Ainsi, en Afrique de l’Ouest, on observe des efforts marqués pour restaurer le passé en vue de bâtir l’avenir. En Côte d’Ivoire, le quartier historique de Grand-Bassam, inscrit au patrimoine mondial de l’UNESCO, a été réhabilité grâce à un partenariat entre les autorités locales et l’Union européenne. Près de 5 millions d’euros ont été investis pour restaurer les infrastructures et promouvoir le tourisme culturel. De même, au Bénin, les palais royaux d’Abomey ont bénéficié d’un financement mixte combinant des fonds publics, des dons d’ONG et des contributions internationales, avec un budget total de 1,5 million d’euros pour leur réhabilitation.
En Afrique australe et orientale, des approches innovantes permettent de préserver des sites exceptionnels tout en favorisant le développement local. Au Botswana, les Tsodilo Hills, un site inscrit au patrimoine mondial, bénéficient d’un modèle de gestion communautaire. Les revenus touristiques, estimés à 200 000 dollars par an, sont réinvestis dans la préservation du site tout en soutenant les activités économiques locales. En Tanzanie, le tourisme patrimonial représente près de 40 % des revenus touristiques totaux, renforçant l’importance de la conservation des sites historiques de Zanzibar, notamment la célèbre Stone Town.

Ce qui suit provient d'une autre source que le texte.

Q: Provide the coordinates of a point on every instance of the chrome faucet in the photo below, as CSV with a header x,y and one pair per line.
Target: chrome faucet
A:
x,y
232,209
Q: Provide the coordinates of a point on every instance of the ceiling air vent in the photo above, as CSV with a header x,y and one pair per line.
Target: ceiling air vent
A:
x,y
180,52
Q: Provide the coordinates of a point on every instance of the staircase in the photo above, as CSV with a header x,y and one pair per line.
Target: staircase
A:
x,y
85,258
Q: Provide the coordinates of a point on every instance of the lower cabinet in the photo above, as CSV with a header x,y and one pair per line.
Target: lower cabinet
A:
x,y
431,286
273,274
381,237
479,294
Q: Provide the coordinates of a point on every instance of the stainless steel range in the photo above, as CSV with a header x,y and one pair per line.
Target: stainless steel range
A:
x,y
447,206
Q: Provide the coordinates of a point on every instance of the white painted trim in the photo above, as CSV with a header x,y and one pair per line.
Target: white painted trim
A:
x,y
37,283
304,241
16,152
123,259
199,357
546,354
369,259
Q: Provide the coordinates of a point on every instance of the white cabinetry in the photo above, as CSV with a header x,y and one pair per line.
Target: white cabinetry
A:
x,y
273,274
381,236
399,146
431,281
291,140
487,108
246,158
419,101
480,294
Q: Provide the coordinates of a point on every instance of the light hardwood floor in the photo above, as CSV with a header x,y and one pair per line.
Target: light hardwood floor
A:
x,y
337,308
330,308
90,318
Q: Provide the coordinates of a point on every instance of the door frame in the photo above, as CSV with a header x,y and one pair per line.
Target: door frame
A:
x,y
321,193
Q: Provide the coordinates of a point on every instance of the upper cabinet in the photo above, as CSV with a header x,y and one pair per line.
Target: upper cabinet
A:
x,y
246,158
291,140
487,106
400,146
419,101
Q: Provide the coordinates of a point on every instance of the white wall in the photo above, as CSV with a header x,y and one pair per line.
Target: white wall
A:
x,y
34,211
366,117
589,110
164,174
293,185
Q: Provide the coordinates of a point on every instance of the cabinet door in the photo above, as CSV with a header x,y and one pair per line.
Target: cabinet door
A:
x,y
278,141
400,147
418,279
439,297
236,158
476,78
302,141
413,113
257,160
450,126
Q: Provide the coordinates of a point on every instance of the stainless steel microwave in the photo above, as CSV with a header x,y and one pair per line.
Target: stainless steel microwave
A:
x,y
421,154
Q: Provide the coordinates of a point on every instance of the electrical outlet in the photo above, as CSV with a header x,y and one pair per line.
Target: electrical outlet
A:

Enfin, en Afrique de l’Est, des initiatives permettent de concilier traditions et modernité pour préserver des sites historiques. En Éthiopie, outre Lalibela, des initiatives similaires ont été mises en place à Gondar, où les châteaux historiques ont été restaurés grâce à une combinaison de financements publics et privés. Ces efforts ont permis de multiplier par deux la fréquentation touristique entre 2015 et 2020, générant des revenus supplémentaires pour les collectivités locales.
Ces exemples montrent que, malgré les défis, il est possible de développer des stratégies adaptées à chaque contexte pour protéger et valoriser le patrimoine en Afrique.
Vers une stratégie intégrée pour le financement du patrimoine
Pour garantir la durabilité des efforts de conservation, une stratégie intégrée s’impose.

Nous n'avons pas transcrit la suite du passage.